8. the preparation method with polypeptide of human PEG protein active is characterized in that, comprises the steps:

(1) nucleotide sequence that coding is had a polypeptide of human PEG protein-active operationally is connected in expression regulation sequence, form the human PEG protein expression vector, show at least 70% homology from the nucleotides sequence of Nucleotide 1-1707 position among described nucleotide sequence and the SEQ ID NO.1;

(2) change the expression vector in the step (1) over to host cell, form the proteic reconstitution cell of human PEG;

(3) under the condition that is fit to expressing human PEG10 protein polypeptide, the reconstitution cell in the culturing step (2);

(4) isolate polypeptide with human PEG protein-active.

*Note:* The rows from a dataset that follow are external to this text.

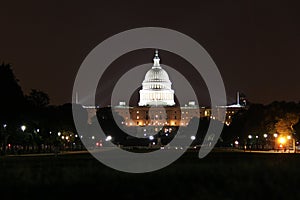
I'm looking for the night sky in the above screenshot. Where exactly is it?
[0,0,300,104]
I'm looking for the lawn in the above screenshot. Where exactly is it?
[0,152,300,199]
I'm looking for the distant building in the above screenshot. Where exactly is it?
[86,50,246,127]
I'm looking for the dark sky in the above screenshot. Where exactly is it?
[0,0,300,104]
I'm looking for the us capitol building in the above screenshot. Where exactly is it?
[83,50,246,128]
[113,50,243,127]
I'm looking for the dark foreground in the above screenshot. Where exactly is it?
[0,152,300,199]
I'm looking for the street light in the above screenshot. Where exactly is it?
[21,125,26,132]
[105,135,112,142]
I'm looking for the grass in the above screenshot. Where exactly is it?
[0,152,300,199]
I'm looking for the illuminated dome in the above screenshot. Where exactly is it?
[139,50,175,106]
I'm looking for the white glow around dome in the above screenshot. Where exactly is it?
[139,50,175,106]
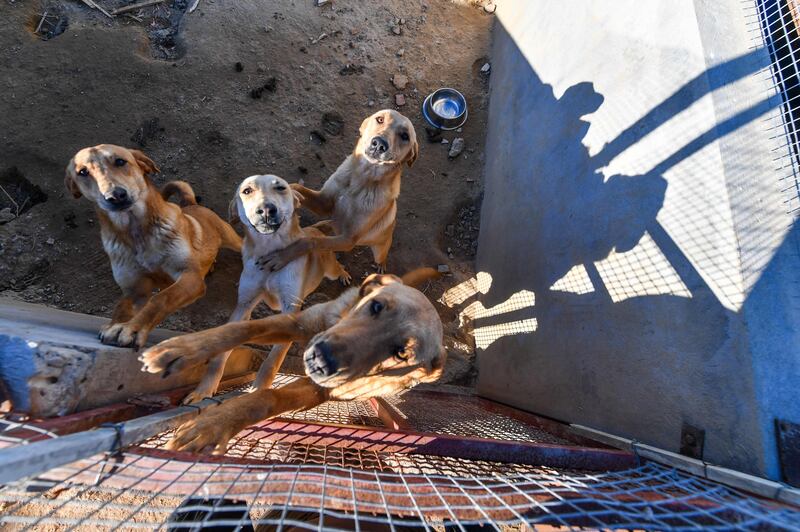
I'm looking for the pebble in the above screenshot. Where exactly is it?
[447,137,464,159]
[392,74,408,91]
[0,207,16,224]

9. energy and the described human PEG protein polypeptide of claim 4 specificity bonded antibody is characterized in that, comprise polyclonal antibody and monoclonal antibody.

10.PEG10 gene is as the application of diagnosing cancer of liver mark.